Pages

Monday 9 November 2015

Theatre review: RoosevElvis

A couple of years ago American company the TEAM brought their show Mission Drift to The Artist Formerly Known As Shed, a Vegas-based piece of Americana that was generally well-liked but which I didn't warm to. I believe in giving second chances though, and this time they're at the Royal Court with a show that had many moments that entertained me, but as a whole struggled to remain memorable even as far as the journey home. Ann (Libby King) is a butch, shy lesbian who works in a meat processing plant in South Dakota; having started on reception she was moved to the factory floor as her bosses thought she was "more suited" to that environment, and she's been there for 15 years. She loves Elvis Presley and when she gets back home has imagined conversations with him to stave off her loneliness, until she finds Brenda (Kristen Sieh) on a dating site. After a couple of days together they decide it isn't going to work out, but their extended date includes a trip to Mount Rushmore, where Brenda tells her she comes from the same town as Theodore Roosevelt, whom it seems Elvis idolised in turn. Emboldened by her recent experiences, Ann decides to drive to Graceland in RoosevElvis.

Having previously only had Elvis in her head Ann now has Roosevelt in there as well; Sieh dresses up as Roosevelt and King, aptly enough, as Elvis, as the two have surreal conversations in her subconscious during her road trip.

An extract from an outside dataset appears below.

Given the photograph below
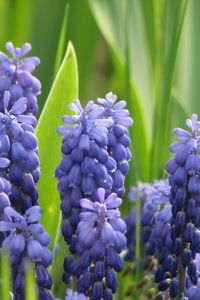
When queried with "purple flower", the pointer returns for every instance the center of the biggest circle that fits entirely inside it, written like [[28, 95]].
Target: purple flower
[[26, 239], [118, 139], [100, 239], [88, 125], [87, 175], [101, 220], [150, 196], [19, 161], [16, 77], [116, 110], [74, 295], [184, 180]]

Rachel Chavkin's production is strong on visuals, from the actors' drag costumes to Nick Vaughan's rustic set design and Andrew Schneider's video work (Thelma and Louise always seems to be playing somewhere on the stage.) There's also some very infectious energy from the cast of two (plus a pair of stagehands who get roped into the action a couple of times) and some good comic moments - there's a very silly sequence where Roosevelt starts punching a herd of bison on the projection screen that's really funny. But I didn't end up convinced that the play said as much about gender and identity as it was aiming to; nor that the choice of these particular two men to represent this woman's subconscious was anything other than a good portmanteau word turned into a show. Perhaps something about Roosevelt and Elvis really does say something to gay women who feel more masculine than feminine, but the play didn't communicate it to me, and though fun in parts it didn't make much of an impact.

RoosevElvis by Rachel Chavkin, Libby King, Jake Margolin, Kristen Sieh, Matt Hubbs, Andrew Schneider, and Nick Vaughan is booking until the 14th of November at the Royal Court's Jerwood theatre Downstairs, then continuing on tour to Minneapolis and Cambridge Massachusetts.

Running time: 1 hour 40 minutes straight through.